Wexer’s 2026 outlook is less about hype and more about solving real operational gaps while meeting emerging demand.

1. Aqua Is Emerging As In-Club Opportunity

Aqua content is positioned as a major growth lane—especially where staffing and schedule reliability are challenges. It’s also a strong “space activation” play: poolside installs can reduce downtime and expand programming without adding instructor strain.

2. Pilates Reformer Is Moving From Boutique To Standard Offerings 

Pilates momentum is already building on Mobile, and reformer demand is expected to keep rising. The prediction is simple: reformer is becoming its own studio category in the mainstream fitness facility mix—similar to the evolution of cycling.

3. Variety And Balance Of Digital Content Provides Operator Advantages

Wexer’s 2025 data shows a flatter curve and a more balanced category mix than ever. The takeaway: the winners in 2026 won’t be the clubs that bet on one trend—they’ll be the clubs that build breadth with purpose, then refresh consistently.

4. Target Content With Audience Segmentation

Expect stronger programming aimed at active aging, ability-based modifications, and women’s health. Digital is moving from “for everyone” to “for me.”

5. AI Will Benefit Digital Content Production

The near-term advantage is speed and scalability: smarter editing, modular builds, faster repurposing. But trust still matters with “local star” fitness influences and recognizable instructors will remain the credibility engine.
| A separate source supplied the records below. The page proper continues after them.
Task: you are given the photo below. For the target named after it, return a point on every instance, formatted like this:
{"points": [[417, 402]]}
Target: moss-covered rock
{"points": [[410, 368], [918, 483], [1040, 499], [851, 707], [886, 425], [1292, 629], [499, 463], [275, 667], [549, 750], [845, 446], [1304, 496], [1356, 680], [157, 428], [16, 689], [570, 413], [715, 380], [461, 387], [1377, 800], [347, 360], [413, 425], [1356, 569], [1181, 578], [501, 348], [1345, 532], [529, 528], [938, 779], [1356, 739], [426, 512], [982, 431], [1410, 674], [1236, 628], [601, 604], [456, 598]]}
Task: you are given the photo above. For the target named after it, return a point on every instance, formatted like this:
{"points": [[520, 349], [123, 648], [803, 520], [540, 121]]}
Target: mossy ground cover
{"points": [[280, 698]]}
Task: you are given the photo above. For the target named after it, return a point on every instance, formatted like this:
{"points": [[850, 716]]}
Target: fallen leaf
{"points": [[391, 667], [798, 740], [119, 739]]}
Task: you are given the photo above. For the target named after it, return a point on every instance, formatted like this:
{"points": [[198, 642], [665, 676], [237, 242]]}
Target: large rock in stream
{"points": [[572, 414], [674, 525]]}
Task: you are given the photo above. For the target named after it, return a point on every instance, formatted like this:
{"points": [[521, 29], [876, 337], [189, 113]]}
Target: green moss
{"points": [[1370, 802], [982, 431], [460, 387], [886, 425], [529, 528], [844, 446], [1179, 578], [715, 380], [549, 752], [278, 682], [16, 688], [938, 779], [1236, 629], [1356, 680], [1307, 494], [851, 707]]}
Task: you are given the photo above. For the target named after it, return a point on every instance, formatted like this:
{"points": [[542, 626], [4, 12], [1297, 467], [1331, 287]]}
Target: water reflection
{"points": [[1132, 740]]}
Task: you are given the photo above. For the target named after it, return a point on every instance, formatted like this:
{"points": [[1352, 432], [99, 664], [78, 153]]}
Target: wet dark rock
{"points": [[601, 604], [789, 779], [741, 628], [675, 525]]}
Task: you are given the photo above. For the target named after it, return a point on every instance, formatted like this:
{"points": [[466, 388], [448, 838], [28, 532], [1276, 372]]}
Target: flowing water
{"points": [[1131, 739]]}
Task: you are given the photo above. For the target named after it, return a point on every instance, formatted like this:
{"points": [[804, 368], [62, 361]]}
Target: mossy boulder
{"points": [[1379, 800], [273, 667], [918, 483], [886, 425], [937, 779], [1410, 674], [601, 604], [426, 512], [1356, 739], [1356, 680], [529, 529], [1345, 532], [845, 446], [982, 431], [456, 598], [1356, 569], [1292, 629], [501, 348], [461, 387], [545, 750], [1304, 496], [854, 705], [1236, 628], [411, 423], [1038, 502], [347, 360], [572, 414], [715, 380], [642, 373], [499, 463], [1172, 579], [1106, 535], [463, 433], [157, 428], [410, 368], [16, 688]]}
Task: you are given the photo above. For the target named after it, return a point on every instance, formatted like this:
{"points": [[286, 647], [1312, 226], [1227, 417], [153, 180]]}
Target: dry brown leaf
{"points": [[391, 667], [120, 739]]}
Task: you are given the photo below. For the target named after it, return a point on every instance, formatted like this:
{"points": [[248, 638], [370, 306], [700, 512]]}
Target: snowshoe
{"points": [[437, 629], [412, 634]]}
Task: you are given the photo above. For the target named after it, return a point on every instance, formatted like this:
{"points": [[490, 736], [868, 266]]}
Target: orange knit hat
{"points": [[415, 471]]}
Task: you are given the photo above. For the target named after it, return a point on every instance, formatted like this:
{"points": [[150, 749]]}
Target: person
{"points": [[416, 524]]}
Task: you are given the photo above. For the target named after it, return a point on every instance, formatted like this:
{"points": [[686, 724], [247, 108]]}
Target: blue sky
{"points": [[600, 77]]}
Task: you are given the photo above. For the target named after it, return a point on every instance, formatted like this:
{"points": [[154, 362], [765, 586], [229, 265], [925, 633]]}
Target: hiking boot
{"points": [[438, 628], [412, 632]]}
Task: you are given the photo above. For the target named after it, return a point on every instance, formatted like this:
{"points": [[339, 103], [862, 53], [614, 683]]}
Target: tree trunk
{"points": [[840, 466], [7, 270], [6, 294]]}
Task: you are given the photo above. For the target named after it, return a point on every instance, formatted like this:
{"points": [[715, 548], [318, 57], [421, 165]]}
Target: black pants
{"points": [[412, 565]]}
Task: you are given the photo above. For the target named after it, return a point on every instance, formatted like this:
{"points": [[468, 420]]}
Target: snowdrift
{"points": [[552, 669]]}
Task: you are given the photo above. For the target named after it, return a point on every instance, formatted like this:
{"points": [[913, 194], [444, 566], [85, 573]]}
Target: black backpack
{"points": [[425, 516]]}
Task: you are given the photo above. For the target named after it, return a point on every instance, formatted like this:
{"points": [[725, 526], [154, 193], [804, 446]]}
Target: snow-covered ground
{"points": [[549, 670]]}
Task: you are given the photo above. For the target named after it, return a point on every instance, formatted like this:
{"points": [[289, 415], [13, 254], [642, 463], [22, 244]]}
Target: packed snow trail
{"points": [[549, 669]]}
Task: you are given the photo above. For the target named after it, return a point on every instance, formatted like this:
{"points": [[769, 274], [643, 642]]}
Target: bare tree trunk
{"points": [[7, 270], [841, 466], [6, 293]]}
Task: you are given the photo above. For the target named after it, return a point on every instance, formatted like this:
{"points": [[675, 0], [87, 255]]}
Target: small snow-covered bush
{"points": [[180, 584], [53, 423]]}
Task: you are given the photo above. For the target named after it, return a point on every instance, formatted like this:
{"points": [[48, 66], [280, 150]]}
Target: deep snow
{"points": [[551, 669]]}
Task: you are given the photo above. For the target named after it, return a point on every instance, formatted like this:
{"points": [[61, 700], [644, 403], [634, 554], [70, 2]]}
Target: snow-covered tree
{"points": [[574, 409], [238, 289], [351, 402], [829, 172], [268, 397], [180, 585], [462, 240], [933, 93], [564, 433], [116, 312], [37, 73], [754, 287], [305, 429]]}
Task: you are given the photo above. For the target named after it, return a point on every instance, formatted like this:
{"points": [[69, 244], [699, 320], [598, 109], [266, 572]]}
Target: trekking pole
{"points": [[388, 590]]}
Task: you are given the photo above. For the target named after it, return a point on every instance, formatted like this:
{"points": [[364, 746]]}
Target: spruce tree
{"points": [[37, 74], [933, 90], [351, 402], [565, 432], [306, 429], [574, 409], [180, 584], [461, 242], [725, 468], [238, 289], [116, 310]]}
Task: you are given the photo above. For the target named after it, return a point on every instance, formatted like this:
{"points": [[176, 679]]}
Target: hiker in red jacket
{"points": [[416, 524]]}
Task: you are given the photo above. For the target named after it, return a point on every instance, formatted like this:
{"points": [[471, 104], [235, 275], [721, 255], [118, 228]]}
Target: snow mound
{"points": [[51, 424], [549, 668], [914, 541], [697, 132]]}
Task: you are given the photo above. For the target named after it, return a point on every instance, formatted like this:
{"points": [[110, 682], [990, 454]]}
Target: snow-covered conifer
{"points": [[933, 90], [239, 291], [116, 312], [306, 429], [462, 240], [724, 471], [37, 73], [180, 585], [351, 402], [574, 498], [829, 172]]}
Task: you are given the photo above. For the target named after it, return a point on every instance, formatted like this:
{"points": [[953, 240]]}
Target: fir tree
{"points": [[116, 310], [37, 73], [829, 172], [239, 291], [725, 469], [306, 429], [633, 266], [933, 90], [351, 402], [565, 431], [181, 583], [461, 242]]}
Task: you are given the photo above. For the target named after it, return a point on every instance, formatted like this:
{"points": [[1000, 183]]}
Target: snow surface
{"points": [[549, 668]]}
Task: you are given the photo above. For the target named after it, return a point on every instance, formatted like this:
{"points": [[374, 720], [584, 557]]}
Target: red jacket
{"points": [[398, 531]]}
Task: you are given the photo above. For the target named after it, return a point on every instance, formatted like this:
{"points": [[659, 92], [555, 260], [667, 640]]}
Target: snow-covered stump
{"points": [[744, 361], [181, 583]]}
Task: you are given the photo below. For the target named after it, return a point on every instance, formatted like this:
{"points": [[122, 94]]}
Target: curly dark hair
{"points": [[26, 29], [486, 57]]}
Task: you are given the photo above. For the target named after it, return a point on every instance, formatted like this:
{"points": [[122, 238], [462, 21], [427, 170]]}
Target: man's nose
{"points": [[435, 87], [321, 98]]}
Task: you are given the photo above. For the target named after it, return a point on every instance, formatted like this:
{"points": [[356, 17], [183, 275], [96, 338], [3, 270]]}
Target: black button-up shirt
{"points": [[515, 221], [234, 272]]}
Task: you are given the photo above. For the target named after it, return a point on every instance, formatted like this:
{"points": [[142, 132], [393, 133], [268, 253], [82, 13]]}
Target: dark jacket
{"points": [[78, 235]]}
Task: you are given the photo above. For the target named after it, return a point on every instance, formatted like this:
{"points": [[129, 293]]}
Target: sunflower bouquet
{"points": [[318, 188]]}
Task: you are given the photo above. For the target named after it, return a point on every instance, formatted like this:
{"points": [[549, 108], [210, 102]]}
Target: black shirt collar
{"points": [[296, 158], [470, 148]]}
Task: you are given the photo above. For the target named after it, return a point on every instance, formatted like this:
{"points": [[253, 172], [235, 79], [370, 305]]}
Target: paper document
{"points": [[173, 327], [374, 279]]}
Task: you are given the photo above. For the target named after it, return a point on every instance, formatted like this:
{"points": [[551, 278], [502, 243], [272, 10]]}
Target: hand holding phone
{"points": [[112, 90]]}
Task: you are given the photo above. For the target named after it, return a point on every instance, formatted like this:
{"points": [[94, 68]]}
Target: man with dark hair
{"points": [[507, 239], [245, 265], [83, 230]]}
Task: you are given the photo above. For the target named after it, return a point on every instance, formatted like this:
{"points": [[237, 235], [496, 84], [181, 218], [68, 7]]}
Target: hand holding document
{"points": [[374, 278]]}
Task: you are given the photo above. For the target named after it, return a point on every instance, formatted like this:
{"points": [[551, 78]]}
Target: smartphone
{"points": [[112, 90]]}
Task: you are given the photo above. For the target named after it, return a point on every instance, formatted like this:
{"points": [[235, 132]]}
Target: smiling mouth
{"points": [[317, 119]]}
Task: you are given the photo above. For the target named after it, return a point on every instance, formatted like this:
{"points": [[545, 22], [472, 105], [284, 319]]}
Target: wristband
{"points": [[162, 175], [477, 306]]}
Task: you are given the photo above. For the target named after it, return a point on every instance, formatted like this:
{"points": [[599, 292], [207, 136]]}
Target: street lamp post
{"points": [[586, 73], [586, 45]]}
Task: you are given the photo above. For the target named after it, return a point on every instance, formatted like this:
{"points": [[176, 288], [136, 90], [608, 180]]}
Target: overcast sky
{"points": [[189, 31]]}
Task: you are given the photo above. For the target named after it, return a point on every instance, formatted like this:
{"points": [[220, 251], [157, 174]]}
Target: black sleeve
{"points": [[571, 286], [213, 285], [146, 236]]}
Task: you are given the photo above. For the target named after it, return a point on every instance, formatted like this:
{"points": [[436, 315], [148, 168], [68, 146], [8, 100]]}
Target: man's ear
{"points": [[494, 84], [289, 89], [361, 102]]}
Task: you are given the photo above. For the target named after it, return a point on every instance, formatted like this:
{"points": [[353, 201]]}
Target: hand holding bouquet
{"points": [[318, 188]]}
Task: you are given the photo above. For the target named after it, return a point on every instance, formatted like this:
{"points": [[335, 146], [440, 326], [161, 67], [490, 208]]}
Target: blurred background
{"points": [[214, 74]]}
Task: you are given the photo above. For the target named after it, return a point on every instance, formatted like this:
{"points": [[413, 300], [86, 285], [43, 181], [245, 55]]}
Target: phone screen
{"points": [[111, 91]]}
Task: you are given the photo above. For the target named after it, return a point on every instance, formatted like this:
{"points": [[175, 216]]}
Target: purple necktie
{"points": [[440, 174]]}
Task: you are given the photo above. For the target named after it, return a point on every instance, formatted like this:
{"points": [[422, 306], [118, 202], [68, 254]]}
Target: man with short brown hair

What Operators Should Do Now In 2026

If you’re building your 2026 digital strategy right now, start here:

  • Audit Your Content Library: are you over-weighted in intensity formats that are losing share?
  • Build A “Strength + Recovery” Ecosystem: strength drives starts; recovery drives consistency.
  • Program For Polarization: offer short stackable options and intentional long sessions—don’t rely on the middle.
  • Watch Emerging Digital Demand Categories: See how formatting for Pilates Reformer and aqua are evolving where digital can solve staffing and space utilization challenges.

2025 made one thing clear: digital fitness is no longer “content on a screen.” It’s a behavior system. And the systems that win are the ones that match how people actually live.